Case-control study of endogenous sex steroid hormones and risk of endometrial cancer. Academic Article uri icon


  • Epidemiologic evidence regarding the role of endogenous sex hormones in endometrial cancer etiology remains inconsistent. The objective of this study was to investigate if circulating levels of endogenous estrone, estradiol, sex hormone binding globulin (SHBG), testosterone, and androstenedione are associated with endometrial cancer risk.We conducted a population-based case-control study of 522 incident endometrial cancer cases and 976 population controls, in Alberta, Canada from 2002 to 2006. Study participants completed in-person interviews and provided fasting blood samples. Sex hormone levels were determined by enzyme-linked immunosorbent assays.Higher levels of androstenedione were associated with increased endometrial cancer risk (OR 1.44, 95% CI 1.04-2.02). Endometrial cancer risk in pre- and peri-menopausal women was reduced for the highest versus lowest quartiles of estrone (OR 0.44, 95% CI 0.22-0.88) and estradiol (OR 0.30, 95% CI 0.14-0.65), but in post-menopausal women, the endometrial cancer risk was increased for the highest versus lowest quartile of androstenedione (OR 1.82, 95% CI 1.25-2.65).
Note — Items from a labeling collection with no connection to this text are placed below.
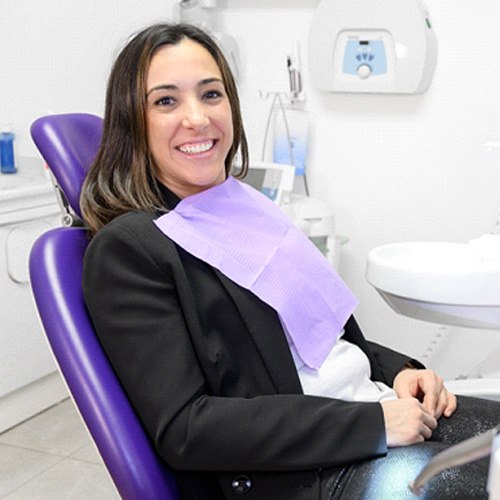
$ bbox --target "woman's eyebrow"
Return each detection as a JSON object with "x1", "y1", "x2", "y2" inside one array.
[{"x1": 146, "y1": 77, "x2": 223, "y2": 97}]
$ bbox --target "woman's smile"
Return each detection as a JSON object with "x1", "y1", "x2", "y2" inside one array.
[{"x1": 146, "y1": 39, "x2": 233, "y2": 198}]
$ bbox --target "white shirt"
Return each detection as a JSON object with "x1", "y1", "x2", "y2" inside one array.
[{"x1": 288, "y1": 332, "x2": 397, "y2": 402}]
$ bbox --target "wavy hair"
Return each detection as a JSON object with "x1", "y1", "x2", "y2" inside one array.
[{"x1": 80, "y1": 23, "x2": 248, "y2": 234}]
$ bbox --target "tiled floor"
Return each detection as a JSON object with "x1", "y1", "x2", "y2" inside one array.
[{"x1": 0, "y1": 399, "x2": 120, "y2": 500}]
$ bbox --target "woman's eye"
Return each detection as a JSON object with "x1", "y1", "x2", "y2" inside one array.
[
  {"x1": 155, "y1": 96, "x2": 175, "y2": 106},
  {"x1": 203, "y1": 90, "x2": 223, "y2": 99}
]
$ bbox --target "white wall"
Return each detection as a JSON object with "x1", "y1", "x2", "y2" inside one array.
[{"x1": 0, "y1": 0, "x2": 500, "y2": 377}]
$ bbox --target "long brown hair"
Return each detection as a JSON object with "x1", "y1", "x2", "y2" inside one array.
[{"x1": 80, "y1": 23, "x2": 248, "y2": 234}]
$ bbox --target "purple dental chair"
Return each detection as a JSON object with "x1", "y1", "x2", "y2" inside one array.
[{"x1": 29, "y1": 114, "x2": 178, "y2": 500}]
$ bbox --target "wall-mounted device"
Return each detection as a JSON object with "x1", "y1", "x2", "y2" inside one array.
[{"x1": 309, "y1": 0, "x2": 437, "y2": 94}]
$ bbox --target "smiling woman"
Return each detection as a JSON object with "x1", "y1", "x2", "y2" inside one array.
[
  {"x1": 146, "y1": 39, "x2": 233, "y2": 198},
  {"x1": 81, "y1": 24, "x2": 248, "y2": 233},
  {"x1": 82, "y1": 25, "x2": 500, "y2": 500}
]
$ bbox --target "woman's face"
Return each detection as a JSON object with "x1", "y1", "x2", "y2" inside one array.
[{"x1": 146, "y1": 39, "x2": 233, "y2": 198}]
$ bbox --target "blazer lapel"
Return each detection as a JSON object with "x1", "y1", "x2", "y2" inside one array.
[{"x1": 215, "y1": 269, "x2": 302, "y2": 394}]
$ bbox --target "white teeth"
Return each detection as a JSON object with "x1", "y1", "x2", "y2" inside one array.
[{"x1": 179, "y1": 141, "x2": 214, "y2": 155}]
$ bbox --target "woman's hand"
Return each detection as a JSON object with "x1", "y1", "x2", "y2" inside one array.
[
  {"x1": 393, "y1": 369, "x2": 457, "y2": 419},
  {"x1": 380, "y1": 398, "x2": 437, "y2": 448}
]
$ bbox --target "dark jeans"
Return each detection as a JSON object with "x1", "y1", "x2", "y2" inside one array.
[{"x1": 322, "y1": 396, "x2": 500, "y2": 500}]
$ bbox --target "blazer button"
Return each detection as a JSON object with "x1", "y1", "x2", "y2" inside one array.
[{"x1": 231, "y1": 476, "x2": 252, "y2": 495}]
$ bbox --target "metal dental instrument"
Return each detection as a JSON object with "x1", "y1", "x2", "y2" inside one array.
[{"x1": 409, "y1": 426, "x2": 500, "y2": 496}]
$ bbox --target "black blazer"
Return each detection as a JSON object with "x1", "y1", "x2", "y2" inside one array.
[{"x1": 83, "y1": 193, "x2": 416, "y2": 500}]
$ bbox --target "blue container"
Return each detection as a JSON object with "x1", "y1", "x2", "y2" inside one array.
[{"x1": 0, "y1": 132, "x2": 17, "y2": 174}]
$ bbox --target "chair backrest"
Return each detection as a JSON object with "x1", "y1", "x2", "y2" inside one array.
[{"x1": 30, "y1": 114, "x2": 178, "y2": 500}]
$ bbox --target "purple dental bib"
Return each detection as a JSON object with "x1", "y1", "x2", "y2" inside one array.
[{"x1": 155, "y1": 177, "x2": 358, "y2": 369}]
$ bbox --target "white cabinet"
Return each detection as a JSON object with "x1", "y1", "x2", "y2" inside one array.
[{"x1": 0, "y1": 168, "x2": 65, "y2": 432}]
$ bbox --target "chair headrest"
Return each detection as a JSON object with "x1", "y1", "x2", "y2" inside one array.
[{"x1": 30, "y1": 113, "x2": 102, "y2": 221}]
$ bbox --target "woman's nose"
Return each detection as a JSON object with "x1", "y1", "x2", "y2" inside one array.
[{"x1": 182, "y1": 102, "x2": 210, "y2": 128}]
In addition, endometrial cancer risk in normal/underweight women was decreased for the highest versus lowest quartile of serum SHBG (OR 0.39, 95% CI 0.19-0.84).Overall, positive associations were found for androstenedione concentrations, while sub-group analyses revealed = inverse associations with estrogens and SHBG. Results of this study provide empirical evidence for the role of circulating sex hormones in endometrial cancer etiology and highlight the importance of modifiable factors that contribute to changes in sex hormone concentration levels.